KubernetesClusterManager¶
KubernetesClusterManager is an ExternalClusterManager (Apache Spark) that can create scheduler components for k8s master URLs:
KubernetesClusterManager is registered with Apache Spark using META-INF/services/org.apache.spark.scheduler.ExternalClusterManager service file.
Creating Instance¶
KubernetesClusterManager takes no arguments to be created.
KubernetesClusterManager is created when:
SparkContextis requested for anExternalClusterManager(when requested for a SchedulerBackend and TaskScheduler)
Creating SchedulerBackend¶
createSchedulerBackend(
sc: SparkContext,
masterURL: String,
scheduler: TaskScheduler): SchedulerBackend
createSchedulerBackend is part of the ExternalClusterManager (Apache Spark) abstraction.
createSchedulerBackend creates a KubernetesClusterSchedulerBackend.
Note
createSchedulerBackend assumes that the given TaskScheduler is TaskSchedulerImpl (Apache Spark).
createSchedulerBackend determines four internal values based on the spark.kubernetes.submitInDriver internal configuration property.
| spark.kubernetes.submitInDriver | ||
|---|---|---|
Enabled (true) | Disabled (false) | |
| authConfPrefix | spark.kubernetes.authenticate.driver.mounted | spark.kubernetes.authenticate |
| apiServerUri | spark.kubernetes.driver.master | Master URL with no k8s:// prefix |
| defaultServiceAccountToken | /var/run/secrets/kubernetes.io/serviceaccount/token | |
| defaultServiceAccountCaCrt | /var/run/secrets/kubernetes.io/serviceaccount/ca.crt |
Unless already defined, createSchedulerBackend sets the spark.kubernetes.executor.podNamePrefix configuration properties based on spark.app.name prefix.
createSchedulerBackend creates a KubernetesClient for the Driver client type and the following:
- spark.kubernetes.namespace configuration property
- apiServerUri
- authConfPrefix
- defaultServiceAccountToken
- defaultServiceAccountCaCrt
With spark.kubernetes.executor.podTemplateFile configuration property enabled, createSchedulerBackend loads the pod spec from the pod template file with the optional spark.kubernetes.executor.podTemplateContainerName configuration property.

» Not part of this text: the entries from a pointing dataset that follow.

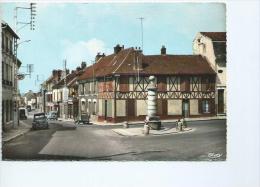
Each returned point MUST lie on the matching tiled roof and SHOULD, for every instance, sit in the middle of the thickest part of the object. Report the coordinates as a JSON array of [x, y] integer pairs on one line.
[[70, 80], [215, 36], [123, 63]]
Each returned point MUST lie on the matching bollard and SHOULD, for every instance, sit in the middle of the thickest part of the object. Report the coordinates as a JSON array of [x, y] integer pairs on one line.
[[146, 129], [126, 125]]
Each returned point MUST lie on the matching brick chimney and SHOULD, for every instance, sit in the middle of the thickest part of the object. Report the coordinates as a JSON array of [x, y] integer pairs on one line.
[[138, 59], [98, 56], [163, 50], [118, 48], [83, 65]]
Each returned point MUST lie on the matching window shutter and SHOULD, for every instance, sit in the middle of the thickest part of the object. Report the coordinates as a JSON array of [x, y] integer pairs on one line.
[[182, 84], [212, 106], [200, 106], [124, 84]]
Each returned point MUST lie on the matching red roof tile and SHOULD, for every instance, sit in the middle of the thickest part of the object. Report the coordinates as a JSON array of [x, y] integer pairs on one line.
[[123, 63], [215, 36]]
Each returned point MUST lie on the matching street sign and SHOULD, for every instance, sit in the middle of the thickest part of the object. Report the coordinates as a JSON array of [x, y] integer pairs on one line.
[[20, 76]]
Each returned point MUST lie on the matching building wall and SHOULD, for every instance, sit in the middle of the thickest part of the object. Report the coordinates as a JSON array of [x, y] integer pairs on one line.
[[209, 53], [141, 106], [9, 84], [194, 109], [120, 108], [174, 107]]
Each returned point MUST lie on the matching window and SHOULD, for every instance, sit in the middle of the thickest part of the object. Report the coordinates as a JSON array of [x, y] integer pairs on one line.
[[123, 84], [83, 105], [161, 84], [204, 48], [207, 83], [205, 106], [10, 46], [185, 84], [3, 41]]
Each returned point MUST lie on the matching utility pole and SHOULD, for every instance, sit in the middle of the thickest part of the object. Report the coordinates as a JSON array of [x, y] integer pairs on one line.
[[142, 36], [32, 9]]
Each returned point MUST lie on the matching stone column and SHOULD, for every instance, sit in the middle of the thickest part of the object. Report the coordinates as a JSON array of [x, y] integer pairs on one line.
[[152, 120]]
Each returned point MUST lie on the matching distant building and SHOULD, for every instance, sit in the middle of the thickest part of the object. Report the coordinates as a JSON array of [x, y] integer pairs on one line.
[[65, 94], [30, 99], [9, 83], [47, 88], [115, 87], [212, 45]]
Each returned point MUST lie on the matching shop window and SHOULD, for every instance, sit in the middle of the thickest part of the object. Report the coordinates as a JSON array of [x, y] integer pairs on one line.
[[185, 84], [205, 106]]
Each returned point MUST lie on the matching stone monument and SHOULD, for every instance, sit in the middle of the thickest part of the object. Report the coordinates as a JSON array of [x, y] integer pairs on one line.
[[152, 120]]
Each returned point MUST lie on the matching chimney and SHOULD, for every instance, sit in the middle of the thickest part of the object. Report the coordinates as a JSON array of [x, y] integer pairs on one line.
[[98, 56], [83, 65], [54, 72], [78, 68], [163, 50], [117, 48]]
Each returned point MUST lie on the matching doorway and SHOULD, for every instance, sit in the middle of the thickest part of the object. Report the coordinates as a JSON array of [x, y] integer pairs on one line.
[[221, 101], [185, 108], [105, 109]]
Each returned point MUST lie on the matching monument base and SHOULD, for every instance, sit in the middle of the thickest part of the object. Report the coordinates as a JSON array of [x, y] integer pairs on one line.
[[154, 122]]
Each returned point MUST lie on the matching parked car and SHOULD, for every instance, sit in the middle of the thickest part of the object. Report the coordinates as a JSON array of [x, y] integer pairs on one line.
[[39, 121], [22, 113], [53, 115], [29, 108], [83, 119]]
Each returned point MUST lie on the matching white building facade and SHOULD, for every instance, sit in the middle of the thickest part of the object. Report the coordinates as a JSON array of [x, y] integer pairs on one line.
[[212, 45]]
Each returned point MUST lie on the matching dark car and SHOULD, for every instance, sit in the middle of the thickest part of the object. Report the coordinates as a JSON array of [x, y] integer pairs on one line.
[[83, 119], [39, 121], [53, 115], [29, 108], [22, 113]]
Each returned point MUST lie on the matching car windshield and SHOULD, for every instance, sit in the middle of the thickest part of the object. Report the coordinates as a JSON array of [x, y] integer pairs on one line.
[[39, 117]]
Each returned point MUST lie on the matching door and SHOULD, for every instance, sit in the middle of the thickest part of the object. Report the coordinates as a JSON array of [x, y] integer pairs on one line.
[[185, 108], [220, 101], [131, 107], [162, 107], [105, 109]]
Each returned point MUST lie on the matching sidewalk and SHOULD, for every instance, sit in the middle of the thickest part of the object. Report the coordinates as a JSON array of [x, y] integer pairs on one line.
[[16, 132], [163, 121]]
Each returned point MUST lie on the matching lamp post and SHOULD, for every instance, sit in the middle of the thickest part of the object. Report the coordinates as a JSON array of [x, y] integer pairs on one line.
[[16, 104]]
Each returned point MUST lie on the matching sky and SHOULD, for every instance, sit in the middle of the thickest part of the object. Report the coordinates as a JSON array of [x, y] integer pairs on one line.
[[77, 31]]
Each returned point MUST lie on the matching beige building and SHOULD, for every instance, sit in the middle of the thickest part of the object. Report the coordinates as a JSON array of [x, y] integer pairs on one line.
[[9, 66], [212, 45], [186, 85]]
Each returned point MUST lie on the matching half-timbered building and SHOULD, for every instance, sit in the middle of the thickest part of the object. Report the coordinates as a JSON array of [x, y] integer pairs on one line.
[[186, 85], [212, 45]]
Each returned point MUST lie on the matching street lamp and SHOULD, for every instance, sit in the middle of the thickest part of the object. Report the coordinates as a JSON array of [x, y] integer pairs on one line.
[[16, 107]]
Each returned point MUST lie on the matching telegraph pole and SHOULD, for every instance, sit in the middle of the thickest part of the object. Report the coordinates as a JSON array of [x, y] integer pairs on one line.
[[142, 35]]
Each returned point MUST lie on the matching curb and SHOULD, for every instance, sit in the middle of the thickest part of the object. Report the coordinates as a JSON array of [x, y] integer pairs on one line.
[[15, 136], [163, 121], [24, 131]]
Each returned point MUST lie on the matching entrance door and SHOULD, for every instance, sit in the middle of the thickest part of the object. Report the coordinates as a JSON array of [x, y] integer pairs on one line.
[[185, 108], [220, 101], [131, 107], [105, 109]]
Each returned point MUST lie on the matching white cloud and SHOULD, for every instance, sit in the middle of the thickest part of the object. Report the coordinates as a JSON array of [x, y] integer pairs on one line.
[[80, 51]]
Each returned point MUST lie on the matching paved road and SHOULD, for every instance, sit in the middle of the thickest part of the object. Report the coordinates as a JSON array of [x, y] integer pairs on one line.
[[61, 142]]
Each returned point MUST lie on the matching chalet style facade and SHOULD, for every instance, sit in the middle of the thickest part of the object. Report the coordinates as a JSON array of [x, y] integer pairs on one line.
[[47, 88], [186, 85], [10, 65], [65, 94], [212, 45]]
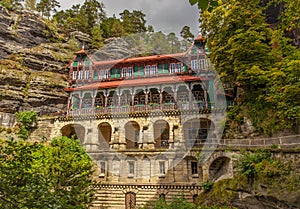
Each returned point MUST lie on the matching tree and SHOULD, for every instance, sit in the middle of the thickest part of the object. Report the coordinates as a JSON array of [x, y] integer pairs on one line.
[[133, 22], [186, 34], [27, 120], [96, 39], [175, 44], [47, 6], [41, 176], [30, 4], [245, 49], [12, 4], [112, 27], [81, 18]]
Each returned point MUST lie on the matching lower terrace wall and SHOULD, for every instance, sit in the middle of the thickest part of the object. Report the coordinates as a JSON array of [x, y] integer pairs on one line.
[[112, 190]]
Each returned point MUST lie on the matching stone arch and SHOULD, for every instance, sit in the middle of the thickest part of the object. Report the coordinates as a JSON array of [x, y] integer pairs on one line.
[[74, 130], [220, 168], [132, 134], [130, 200], [87, 100], [194, 168], [100, 99], [75, 101], [161, 132], [104, 135]]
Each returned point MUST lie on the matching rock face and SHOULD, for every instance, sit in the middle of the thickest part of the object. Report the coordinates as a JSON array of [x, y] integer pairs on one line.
[[32, 74]]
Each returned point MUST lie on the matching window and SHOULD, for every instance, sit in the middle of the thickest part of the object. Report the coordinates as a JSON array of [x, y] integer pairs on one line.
[[87, 74], [102, 167], [148, 70], [162, 167], [124, 72], [194, 167], [106, 74], [131, 167], [74, 75], [162, 197], [130, 200], [153, 70], [195, 64], [172, 67], [129, 72], [178, 68]]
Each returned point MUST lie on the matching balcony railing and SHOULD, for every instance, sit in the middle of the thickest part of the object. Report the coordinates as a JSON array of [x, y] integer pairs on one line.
[[136, 108]]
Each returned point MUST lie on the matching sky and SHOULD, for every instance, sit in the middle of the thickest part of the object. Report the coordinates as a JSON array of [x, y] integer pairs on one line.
[[164, 15]]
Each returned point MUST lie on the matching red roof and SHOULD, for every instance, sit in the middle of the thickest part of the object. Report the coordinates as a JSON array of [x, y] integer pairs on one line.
[[141, 59], [138, 82]]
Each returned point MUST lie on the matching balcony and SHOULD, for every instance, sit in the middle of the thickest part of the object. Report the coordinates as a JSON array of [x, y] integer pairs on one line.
[[138, 108]]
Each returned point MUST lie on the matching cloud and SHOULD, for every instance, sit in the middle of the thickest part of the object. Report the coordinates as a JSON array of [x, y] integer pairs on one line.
[[164, 15]]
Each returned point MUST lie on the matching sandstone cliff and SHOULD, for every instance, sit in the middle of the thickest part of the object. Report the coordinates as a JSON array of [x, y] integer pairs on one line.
[[32, 60]]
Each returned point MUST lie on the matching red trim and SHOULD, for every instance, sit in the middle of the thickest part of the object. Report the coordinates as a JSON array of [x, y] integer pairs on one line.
[[139, 82]]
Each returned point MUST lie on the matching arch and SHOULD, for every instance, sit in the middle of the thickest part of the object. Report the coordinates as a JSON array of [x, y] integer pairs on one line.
[[195, 198], [73, 130], [112, 98], [104, 135], [197, 130], [130, 200], [198, 96], [125, 98], [154, 96], [75, 101], [100, 99], [132, 134], [87, 100], [219, 168], [140, 98], [161, 133]]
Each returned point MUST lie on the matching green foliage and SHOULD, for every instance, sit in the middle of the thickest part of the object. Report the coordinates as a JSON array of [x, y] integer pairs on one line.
[[133, 22], [12, 4], [96, 40], [81, 17], [47, 6], [248, 161], [260, 164], [244, 48], [207, 185], [27, 118], [59, 174], [30, 4], [205, 4]]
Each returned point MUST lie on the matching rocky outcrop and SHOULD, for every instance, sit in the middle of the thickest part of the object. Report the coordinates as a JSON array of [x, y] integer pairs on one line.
[[32, 64]]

In the end, createSchedulerBackend creates a KubernetesClusterSchedulerBackend with the following:
-
Java
ScheduledExecutorServicewith kubernetes-executor-maintenance thread name -
ExecutorPodsSnapshotsStoreImpl with a Java
ScheduledExecutorServicewith kubernetes-executor-snapshots-subscribers thread names and 2 threads -
ExecutorPodsPollingSnapshotSource with a Java
ScheduledExecutorServicewith kubernetes-executor-pod-polling-sync thread name
IllegalArgumentException¶
With spark.kubernetes.submitInDriver enabled, createSchedulerBackend asserts that the name of the driver pod is configured (using spark.kubernetes.driver.pod.name configuration property) or else throws an IllegalArgumentException:
If the application is deployed using spark-submit in cluster mode, the driver pod name must be provided.
Creating TaskScheduler¶
createTaskScheduler(
sc: SparkContext,
masterURL: String): TaskScheduler
createTaskScheduler is part of the ExternalClusterManager (Apache Spark) abstraction.
createTaskScheduler creates a TaskSchedulerImpl (Apache Spark).
Initializing Scheduling Components¶
initialize(
scheduler: TaskScheduler,
backend: SchedulerBackend): Unit
initialize is part of the ExternalClusterManager (Apache Spark) abstraction.
initialize requests the given TaskSchedulerImpl (Apache Spark) to initialize with the given SchedulerBackend (Apache Spark).